CPAP refers to “continuous positive airway pressure”, a treatment procedure that utilizes a mild form of air pressure to help those with breathing difficulties. This procedure may be administered to adults to keep their airways open and to babies who are born prematurely.
In the case of premature babies, CPAP is administered through the use of instruments attached to the baby’s nose to provide air pressure and help them breathe properly. Premature babies usually have lungs that aren’t fully developed yet and so need assistance for their breathing.
For adults, CPAP may be prescribed for those with the condition called sleep apnea. Persons suffering from this condition have interrupted sleep because of breathing abnormalities. Usually, patients undergo an observation test or study of their sleeping pattern. This will help in determining the amount of pressure needed by a particular person to undergo CPAP therapy. With the CPAP machine administered during sleep, the collapse or blockage of the person’s airways will be prevented resulting to improved and uninterrupted sleep. CPAP will also help people in reducing their snoring during sleep and may even lower their blood pressure. Overall, sleep quality will be improved which will boost the overall well-being of a person.

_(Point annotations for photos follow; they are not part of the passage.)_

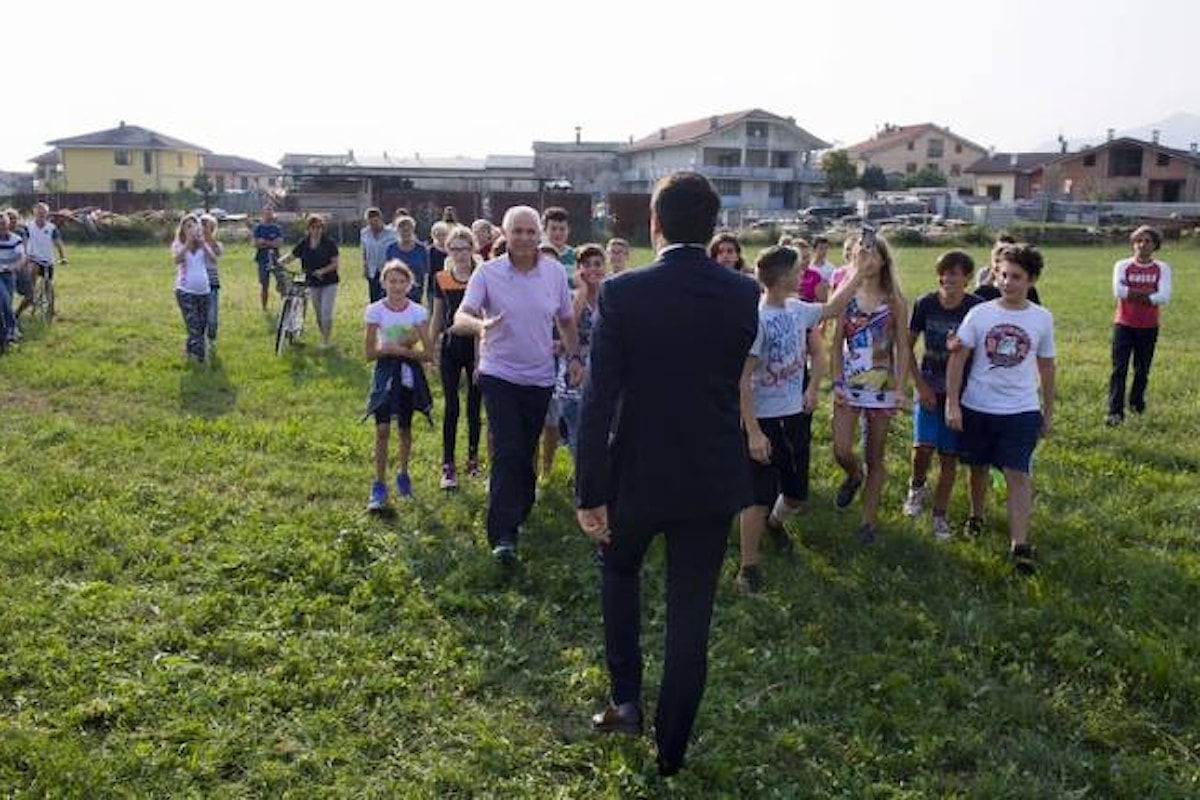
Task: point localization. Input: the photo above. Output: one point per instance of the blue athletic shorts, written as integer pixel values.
(929, 429)
(1002, 440)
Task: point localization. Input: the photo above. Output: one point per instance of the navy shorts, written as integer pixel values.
(397, 407)
(787, 471)
(1001, 440)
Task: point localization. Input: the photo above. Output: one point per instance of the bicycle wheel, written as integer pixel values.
(281, 330)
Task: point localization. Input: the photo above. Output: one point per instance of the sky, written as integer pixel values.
(263, 78)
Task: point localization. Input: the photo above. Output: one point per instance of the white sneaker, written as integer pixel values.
(916, 500)
(941, 529)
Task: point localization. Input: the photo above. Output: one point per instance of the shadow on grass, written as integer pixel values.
(205, 389)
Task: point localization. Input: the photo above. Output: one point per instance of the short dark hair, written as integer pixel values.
(685, 205)
(774, 263)
(954, 258)
(555, 214)
(591, 250)
(724, 238)
(1024, 256)
(1147, 230)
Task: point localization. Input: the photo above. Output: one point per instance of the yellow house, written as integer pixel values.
(126, 158)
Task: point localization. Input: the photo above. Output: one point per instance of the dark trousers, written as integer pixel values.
(457, 360)
(694, 557)
(195, 310)
(515, 415)
(1139, 343)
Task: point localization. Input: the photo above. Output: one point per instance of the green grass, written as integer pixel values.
(193, 603)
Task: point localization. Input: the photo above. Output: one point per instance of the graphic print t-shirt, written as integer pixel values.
(397, 326)
(781, 349)
(935, 324)
(867, 358)
(1006, 347)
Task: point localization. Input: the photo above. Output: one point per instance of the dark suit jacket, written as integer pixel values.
(667, 350)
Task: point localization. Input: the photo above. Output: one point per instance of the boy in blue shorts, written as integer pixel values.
(777, 408)
(1000, 414)
(935, 319)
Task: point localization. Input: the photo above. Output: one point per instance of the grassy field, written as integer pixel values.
(193, 602)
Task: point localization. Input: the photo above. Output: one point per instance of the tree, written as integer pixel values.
(840, 173)
(873, 180)
(927, 176)
(203, 184)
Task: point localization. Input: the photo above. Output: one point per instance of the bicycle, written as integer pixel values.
(295, 302)
(43, 293)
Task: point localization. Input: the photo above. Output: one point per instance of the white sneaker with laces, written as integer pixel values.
(916, 500)
(941, 529)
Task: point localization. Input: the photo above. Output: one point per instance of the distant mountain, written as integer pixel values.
(1176, 131)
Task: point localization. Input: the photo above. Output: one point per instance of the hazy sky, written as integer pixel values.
(259, 78)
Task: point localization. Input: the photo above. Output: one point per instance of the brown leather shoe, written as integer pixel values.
(623, 717)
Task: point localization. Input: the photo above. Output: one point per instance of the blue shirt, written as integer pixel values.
(418, 260)
(267, 230)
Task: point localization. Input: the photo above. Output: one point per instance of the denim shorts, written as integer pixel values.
(1002, 440)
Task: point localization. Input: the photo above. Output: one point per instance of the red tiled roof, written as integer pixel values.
(695, 130)
(899, 136)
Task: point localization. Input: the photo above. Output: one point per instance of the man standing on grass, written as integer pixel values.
(661, 450)
(1141, 284)
(513, 301)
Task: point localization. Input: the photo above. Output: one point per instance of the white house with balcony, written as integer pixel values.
(757, 161)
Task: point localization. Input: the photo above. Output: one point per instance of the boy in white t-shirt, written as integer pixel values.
(777, 407)
(1000, 414)
(394, 325)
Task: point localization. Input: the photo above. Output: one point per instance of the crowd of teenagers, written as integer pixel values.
(29, 252)
(699, 359)
(505, 317)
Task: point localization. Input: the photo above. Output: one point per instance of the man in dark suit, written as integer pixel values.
(661, 450)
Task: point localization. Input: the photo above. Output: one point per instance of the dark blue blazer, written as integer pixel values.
(660, 435)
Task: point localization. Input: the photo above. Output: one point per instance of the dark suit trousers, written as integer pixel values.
(1138, 342)
(695, 552)
(515, 416)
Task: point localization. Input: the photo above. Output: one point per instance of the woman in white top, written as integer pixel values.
(191, 256)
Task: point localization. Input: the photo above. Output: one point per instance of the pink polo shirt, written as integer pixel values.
(520, 347)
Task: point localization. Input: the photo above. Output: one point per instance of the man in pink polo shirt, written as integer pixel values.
(513, 302)
(1140, 284)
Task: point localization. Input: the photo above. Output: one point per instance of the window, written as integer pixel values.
(756, 131)
(726, 187)
(1125, 162)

Aside from premature babies and sleep apnea, CPAP may also be prescribed by doctors to those with conditions like congestive heart failure, COPD, and other respiratory-related conditions like hypoxia and community acquired pneumonia.
CPAP, as a form of treatment procedure, is the preferred choice for some because it is less invasive than ventilator machines. It is also considered more appropriate especially for babies. But in adults, the general concern for CPAP machines is that many people do not comply with the guidelines set by doctors on machine usage. Many are just not able to use the CPAP machine as directed with some abandoning treatment altogether.